Immer noch Klassenjustiz

Das Kabinett beschließt zum Jahreswechsel eine »historische« Justizreform: Wer eine Geldstrafe nicht bezahlen kann, muss auch weiterhin in den Knast – aber nur noch halb so lange.
Kommentar Von

Strafe muss sein – zumindest in der bürgerlichen Klassenjustiz. In Deutschland gibt es sogenannte Ersatzfreiheitsstrafen: Wer Geldstrafen nicht bezahlen kann, muss stattdessen in den Knast. Die Geldstrafe wird nach Tagessätzen berechnet, wobei sich die Höhe der Sätze am Nettoeinkommen des Bestraften orientieren sollte; ein Tagessatz ist mit einem Tag Gefängnis abgeltbar. Zum Jahreswechsel hat das Bundeskabinett nun beschlossen, diese Ersatzfreiheitsstrafen zu halbieren. Zukünftig soll man mit einem Tag Knast zwei Tagessätze abgelten können.

Es gibt viele gute Gründe für diese Reform, nicht nur menschenfreundliche. Die Ersatzfreiheitsstrafen kosten den Staat viel Geld. Arme Menschen, die Geldstrafen selbst in Raten nicht abzahlen können, machen bereits zehn Prozent der Knastbelegschaft aus. Das Bundesjustizministerium (BMJ) geht davon aus, dass die Landeshaushalte hierfür insgesamt rund 200 Millionen Euro pro Jahr aufzubringen haben. Durch die Reform lasse sich bis zu einem Drittel davon einsparen. Justizminister Marco Buschmann (FDP) spricht von einer »historischen Reform«. Fachleute aus der Justiz, der Zivilgesellschaft und eine Minderheit von Politikern sehen das allerdings etwas differenzierter.

Oberflächlich betrachtet ist es mal wieder ein echtes Kabinettstückchen der »Fortschrittskoalition« (Buschmann): Ohne größeren verwaltungstechnischen Aufwand und lediglich durch eine simple Änderung des Umrechnungsschlüssels lassen sich erhebliche Kosten einsparen. Doch das Prinzip »Knast statt Geldstrafe« bleibt bestehen und weist ins Zentrum der bürgerlichen Klassenjustiz. Es sind die Ärmsten der Armen, die (Sucht-)Kranken, die Arbeitslosen, die Suizidgefährdeten, die wegen eines Bagatelldeliktes, wie zum Beispiel Hehlerei, Ladendiebstahls oder sogenannten Schwarzfahrens, zu einer Geldstrafe verurteilt werden.

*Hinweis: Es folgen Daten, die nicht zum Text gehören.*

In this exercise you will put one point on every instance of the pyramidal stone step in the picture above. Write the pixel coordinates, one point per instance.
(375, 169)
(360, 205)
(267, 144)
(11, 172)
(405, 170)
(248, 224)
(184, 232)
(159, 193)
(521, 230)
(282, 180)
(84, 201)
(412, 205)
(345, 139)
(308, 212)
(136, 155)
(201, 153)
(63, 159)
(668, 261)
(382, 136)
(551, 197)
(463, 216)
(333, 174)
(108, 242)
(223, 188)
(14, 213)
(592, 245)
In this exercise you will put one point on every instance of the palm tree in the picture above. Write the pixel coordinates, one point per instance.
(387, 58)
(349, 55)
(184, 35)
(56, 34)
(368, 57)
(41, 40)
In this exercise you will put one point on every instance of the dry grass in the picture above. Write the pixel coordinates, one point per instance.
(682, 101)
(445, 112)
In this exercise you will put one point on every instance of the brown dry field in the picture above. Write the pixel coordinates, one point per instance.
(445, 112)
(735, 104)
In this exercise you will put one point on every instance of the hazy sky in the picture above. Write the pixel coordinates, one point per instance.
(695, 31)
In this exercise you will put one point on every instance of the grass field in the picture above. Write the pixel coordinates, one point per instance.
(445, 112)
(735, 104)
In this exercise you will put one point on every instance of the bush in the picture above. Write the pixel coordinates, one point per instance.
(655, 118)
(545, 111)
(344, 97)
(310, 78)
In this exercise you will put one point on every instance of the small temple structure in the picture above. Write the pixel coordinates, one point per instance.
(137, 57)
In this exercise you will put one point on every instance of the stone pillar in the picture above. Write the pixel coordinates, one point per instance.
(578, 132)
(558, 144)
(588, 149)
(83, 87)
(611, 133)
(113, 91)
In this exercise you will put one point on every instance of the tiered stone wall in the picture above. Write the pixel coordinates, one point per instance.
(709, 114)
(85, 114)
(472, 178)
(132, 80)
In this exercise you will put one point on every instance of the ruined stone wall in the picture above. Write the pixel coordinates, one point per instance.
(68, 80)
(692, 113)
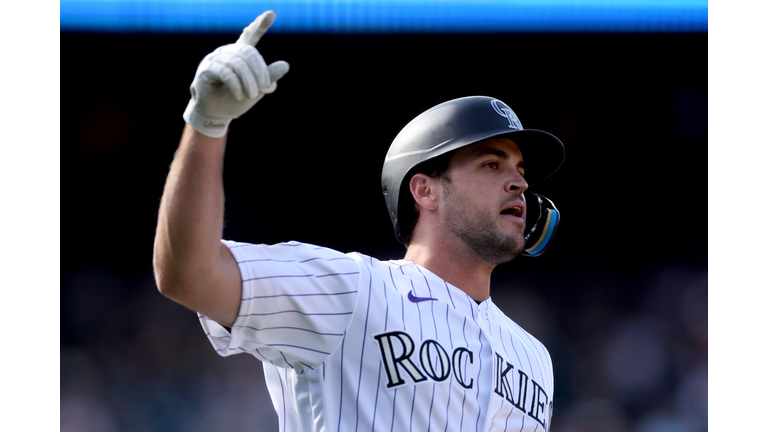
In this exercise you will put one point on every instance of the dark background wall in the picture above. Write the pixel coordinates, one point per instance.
(620, 299)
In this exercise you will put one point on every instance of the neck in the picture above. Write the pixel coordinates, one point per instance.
(455, 267)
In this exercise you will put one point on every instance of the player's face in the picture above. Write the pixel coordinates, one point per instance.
(483, 199)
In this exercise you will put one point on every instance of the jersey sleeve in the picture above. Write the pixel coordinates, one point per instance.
(297, 302)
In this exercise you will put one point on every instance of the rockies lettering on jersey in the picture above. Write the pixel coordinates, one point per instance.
(348, 342)
(503, 387)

Die können sie aber nicht bezahlen, weil sie über keine Rücklagen verfügen, manche keine Zustelladresse für einen Strafbefehl haben, nicht wissen, wie sie damit umgehen sollen, oder ihn nicht einmal verstehen, weil sie kaum Deutsch können.

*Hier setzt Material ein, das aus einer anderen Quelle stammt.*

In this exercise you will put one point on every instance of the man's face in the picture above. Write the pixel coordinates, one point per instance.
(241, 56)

Dass es sich bei dieser Änderung nicht um eine grundlegende Reform handelt, wird auch von Teilen der Rechtswissenschaft nicht übersehen. Der an der Universität von Hannover lehrende Bernd-Dieter Meier argumentiert in der Legal Tribune Online: »Die Verbüßung der Ersatzfreiheitsstrafe ist für den Verurteilten ein deutlich (…) härteres Strafübel als die Zahlung der Geldstrafe, zu der er vom Gericht eigentlich verurteilt worden ist.« Außerdem sei die Ersatzfreiheitsstrafe sogar »härter als die normale Freiheitsstrafe, zu der ihn das Gericht im Hinblick auf die geringe Schwere der Schuld gerade nicht verurteilt hat«, argumentiert der Wissenschaftler. So kann die Ersatzfreiheitsstrafe zum Beispiel im Gegensatz zur normalen Freiheitsstrafe nicht zur Bewährung ausgesetzt werden.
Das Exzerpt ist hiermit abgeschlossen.